‘On the brink of recession’ analyst says in wake of employment report
U.S. employers cut 17,000 non-farm jobs in January, the first time in nearly 4 1/2 years that U.S. payrolls shrank as continuing losses in construction and manufacturing reflected the economy’s waning momentum, several news services reported following the release today of the Labor Department’s January employment summary.
The Labor Department report came in much weaker than anticipated by analysts surveyed by Reuters, who had forecast 80,000 jobs would be added last month.
The department revised December’s new-job total up to 82,000 from 18,000, but cut its estimates for hiring in both October and November, suggesting that hiring was already in decline as 2007 ended.

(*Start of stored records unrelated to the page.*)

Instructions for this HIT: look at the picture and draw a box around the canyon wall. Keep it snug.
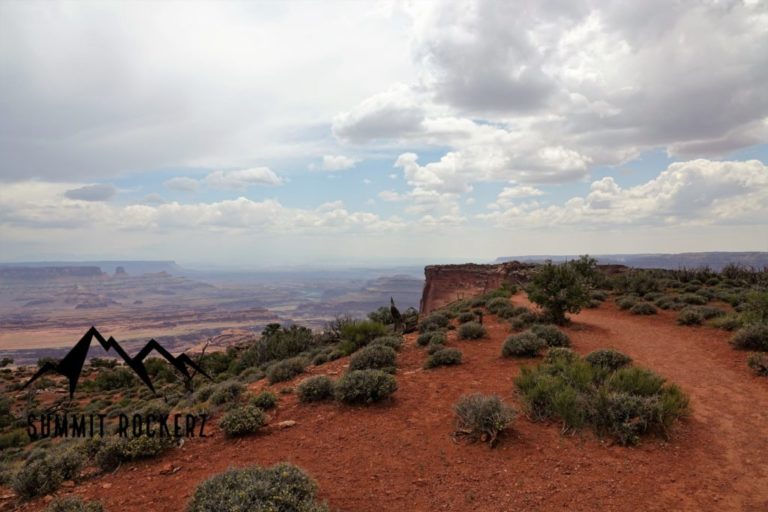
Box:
[419,261,535,314]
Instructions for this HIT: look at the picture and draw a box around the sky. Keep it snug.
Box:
[1,0,767,268]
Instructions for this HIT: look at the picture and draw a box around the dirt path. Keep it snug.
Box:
[13,298,768,511]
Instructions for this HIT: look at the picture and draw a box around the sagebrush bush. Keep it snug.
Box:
[458,321,486,340]
[690,305,726,320]
[584,349,632,371]
[13,444,85,499]
[747,353,768,376]
[188,463,327,512]
[249,390,278,410]
[502,332,546,357]
[419,312,450,333]
[92,435,174,472]
[515,353,689,445]
[677,308,704,326]
[297,375,335,402]
[630,302,657,315]
[370,335,403,351]
[339,320,388,353]
[679,293,708,305]
[730,324,768,351]
[209,380,246,406]
[219,405,266,437]
[457,311,477,324]
[334,370,397,404]
[616,296,639,310]
[45,497,103,512]
[427,341,446,355]
[709,314,743,331]
[486,297,510,314]
[417,331,445,347]
[454,394,516,447]
[348,344,397,373]
[530,324,570,347]
[510,311,538,330]
[267,356,307,384]
[424,348,462,369]
[544,347,578,364]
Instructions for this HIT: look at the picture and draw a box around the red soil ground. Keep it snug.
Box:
[11,297,768,511]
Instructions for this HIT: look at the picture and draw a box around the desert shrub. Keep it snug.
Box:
[194,384,217,403]
[709,313,744,331]
[747,353,768,376]
[510,311,538,330]
[238,367,265,383]
[339,320,388,352]
[591,290,608,301]
[427,341,446,355]
[502,332,546,357]
[312,352,329,365]
[643,292,664,301]
[417,331,444,347]
[585,349,632,371]
[677,308,704,326]
[630,302,657,315]
[616,296,639,310]
[13,444,85,499]
[45,497,104,512]
[457,311,477,324]
[730,324,768,351]
[219,405,266,437]
[188,463,327,512]
[544,347,578,364]
[209,380,246,406]
[454,394,516,446]
[458,321,486,340]
[419,312,450,333]
[424,348,462,369]
[527,261,591,324]
[249,391,278,410]
[486,297,511,314]
[334,370,397,404]
[690,306,726,320]
[348,345,397,374]
[612,270,660,296]
[234,324,316,373]
[679,293,708,305]
[89,367,137,391]
[297,376,335,402]
[515,354,688,445]
[267,357,308,384]
[654,296,678,310]
[370,335,403,351]
[0,428,28,450]
[740,290,768,324]
[530,324,570,347]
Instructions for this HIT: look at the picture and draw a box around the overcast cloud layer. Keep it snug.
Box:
[1,0,766,265]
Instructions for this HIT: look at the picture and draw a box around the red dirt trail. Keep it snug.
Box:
[12,298,768,511]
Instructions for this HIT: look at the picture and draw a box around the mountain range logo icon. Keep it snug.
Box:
[23,326,211,398]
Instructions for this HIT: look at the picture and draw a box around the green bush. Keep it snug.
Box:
[209,380,246,406]
[419,312,450,333]
[486,297,511,314]
[544,347,578,365]
[510,311,538,330]
[515,354,689,445]
[527,260,591,324]
[630,302,657,315]
[677,308,704,326]
[742,291,768,324]
[339,320,388,351]
[426,341,446,355]
[417,331,445,347]
[267,357,308,384]
[13,444,85,499]
[219,405,266,437]
[297,376,335,402]
[334,370,397,404]
[424,348,462,369]
[585,349,632,371]
[45,496,103,512]
[92,435,174,472]
[616,296,639,310]
[370,335,403,351]
[458,321,486,340]
[730,324,768,351]
[0,428,28,450]
[457,311,478,323]
[348,345,397,374]
[679,293,708,305]
[654,296,678,310]
[530,324,570,347]
[234,324,316,373]
[188,463,327,512]
[89,367,137,391]
[747,353,768,376]
[709,314,744,331]
[502,332,546,357]
[690,305,726,320]
[454,394,516,447]
[249,391,278,410]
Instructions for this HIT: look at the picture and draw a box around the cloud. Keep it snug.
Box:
[142,193,167,205]
[479,159,768,227]
[204,168,283,189]
[312,154,358,172]
[164,177,200,192]
[63,184,116,202]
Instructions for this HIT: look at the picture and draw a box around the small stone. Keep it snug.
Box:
[277,420,297,429]
[44,495,54,502]
[102,483,113,489]
[62,480,75,488]
[159,463,174,475]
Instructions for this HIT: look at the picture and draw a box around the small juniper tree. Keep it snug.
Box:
[527,260,591,325]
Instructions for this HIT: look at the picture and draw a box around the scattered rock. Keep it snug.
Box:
[62,480,75,488]
[277,420,297,429]
[159,463,174,475]
[43,495,54,502]
[102,483,113,489]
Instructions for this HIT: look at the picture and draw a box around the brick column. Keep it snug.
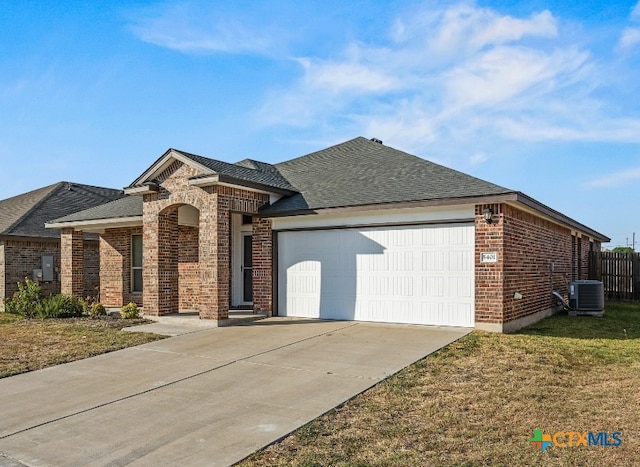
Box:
[198,193,230,320]
[474,204,504,328]
[252,217,273,315]
[158,208,179,314]
[143,205,180,316]
[143,198,160,316]
[100,231,125,307]
[61,228,84,297]
[0,241,5,310]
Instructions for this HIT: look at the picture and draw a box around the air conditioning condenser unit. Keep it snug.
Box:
[569,280,604,317]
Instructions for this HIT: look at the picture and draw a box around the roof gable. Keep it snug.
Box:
[0,182,125,238]
[127,149,214,188]
[126,148,297,195]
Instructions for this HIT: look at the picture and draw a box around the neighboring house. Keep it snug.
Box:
[0,182,125,309]
[46,137,609,332]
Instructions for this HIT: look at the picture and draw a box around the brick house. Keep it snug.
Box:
[0,182,125,309]
[46,138,609,332]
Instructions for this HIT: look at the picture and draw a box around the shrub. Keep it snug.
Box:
[83,295,107,318]
[5,278,41,317]
[121,302,140,319]
[88,302,107,318]
[34,294,84,319]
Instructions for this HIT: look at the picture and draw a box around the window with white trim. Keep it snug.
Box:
[132,234,143,293]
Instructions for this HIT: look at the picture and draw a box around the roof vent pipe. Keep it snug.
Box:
[370,138,383,144]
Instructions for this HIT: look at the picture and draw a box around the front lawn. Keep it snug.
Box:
[241,302,640,466]
[0,313,166,378]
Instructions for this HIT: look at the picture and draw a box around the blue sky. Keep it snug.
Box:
[1,1,639,248]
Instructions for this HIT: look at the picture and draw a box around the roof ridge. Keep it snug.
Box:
[274,136,367,168]
[65,182,124,202]
[173,149,241,170]
[0,182,63,235]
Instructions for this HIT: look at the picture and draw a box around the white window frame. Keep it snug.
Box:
[131,234,143,293]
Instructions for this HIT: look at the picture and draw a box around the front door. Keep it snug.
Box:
[242,233,253,303]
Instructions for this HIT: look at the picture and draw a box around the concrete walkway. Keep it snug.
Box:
[0,318,470,466]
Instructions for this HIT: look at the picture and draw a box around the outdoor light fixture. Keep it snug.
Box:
[483,207,494,224]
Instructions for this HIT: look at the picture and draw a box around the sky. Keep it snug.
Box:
[1,0,639,249]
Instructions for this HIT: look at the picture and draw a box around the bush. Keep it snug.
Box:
[121,302,140,319]
[34,294,84,319]
[5,278,41,317]
[82,295,107,319]
[87,302,107,318]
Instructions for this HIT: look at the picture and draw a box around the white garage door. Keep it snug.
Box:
[277,223,474,327]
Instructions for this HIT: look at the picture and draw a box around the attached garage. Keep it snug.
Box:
[277,223,475,327]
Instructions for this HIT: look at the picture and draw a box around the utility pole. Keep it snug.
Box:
[634,232,636,252]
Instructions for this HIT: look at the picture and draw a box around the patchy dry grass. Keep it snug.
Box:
[0,313,166,378]
[241,302,640,466]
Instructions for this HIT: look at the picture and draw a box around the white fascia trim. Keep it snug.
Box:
[130,149,214,187]
[45,216,143,231]
[188,177,281,196]
[124,185,156,195]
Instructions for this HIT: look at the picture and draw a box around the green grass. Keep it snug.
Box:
[0,313,166,378]
[241,302,640,466]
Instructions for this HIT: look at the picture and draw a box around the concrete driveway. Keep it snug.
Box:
[0,318,469,466]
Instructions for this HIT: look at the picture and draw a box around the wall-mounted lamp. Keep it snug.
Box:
[483,207,494,224]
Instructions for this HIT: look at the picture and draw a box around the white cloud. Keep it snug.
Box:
[430,5,556,53]
[469,153,488,165]
[128,3,276,55]
[587,167,640,187]
[495,117,640,143]
[443,46,588,109]
[619,27,640,49]
[389,4,556,59]
[254,1,640,157]
[299,59,401,94]
[616,2,640,50]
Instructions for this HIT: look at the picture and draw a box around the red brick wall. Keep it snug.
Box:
[252,217,273,314]
[1,239,60,300]
[475,204,505,324]
[83,241,100,298]
[1,237,99,307]
[501,204,572,323]
[178,225,199,310]
[0,241,4,307]
[61,229,84,296]
[100,227,143,307]
[475,203,602,329]
[577,235,592,281]
[158,207,179,314]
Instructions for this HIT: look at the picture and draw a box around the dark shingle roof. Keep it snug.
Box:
[262,137,513,214]
[50,138,514,224]
[170,150,297,192]
[50,195,142,223]
[0,182,124,239]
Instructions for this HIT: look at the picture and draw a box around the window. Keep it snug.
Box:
[132,234,143,293]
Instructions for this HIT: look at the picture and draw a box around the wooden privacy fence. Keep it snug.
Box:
[589,251,640,301]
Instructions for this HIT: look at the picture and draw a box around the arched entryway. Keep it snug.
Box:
[153,203,200,315]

January marked the first job losses since August 2003, and some analysts said it painted a picture of a declining economy.
“We are on the brink of a recession now,” said Daniel North, chief economist for Euler Hermes ACI in Owings Mill, Md. “The job market is always a lagging indicator. This is a nail-in-coffin.”
After the release of the report, the U.S. dollar fell sharply against other major currencies. U.S. equity index futures pared their big earlier gains and U.S. government debt prices cut earlier losses.
Jobs disappeared across a broad spectrum of professions, with the steepest losses coming in the manufacturing, construction and goods-producing industries, the New York Times reported.
With the downturn of the housing market, trouble on Wall Street and the continuing fallout of the subprime mortgage crisis, many economists have pointed to the continued growth in the labor market as the final holdout in a sluggish economy, the newspaper said.
The Commerce Department reported that construction spending dropped 1.1 percent in December — twice what analysts expected and the most in 15 months.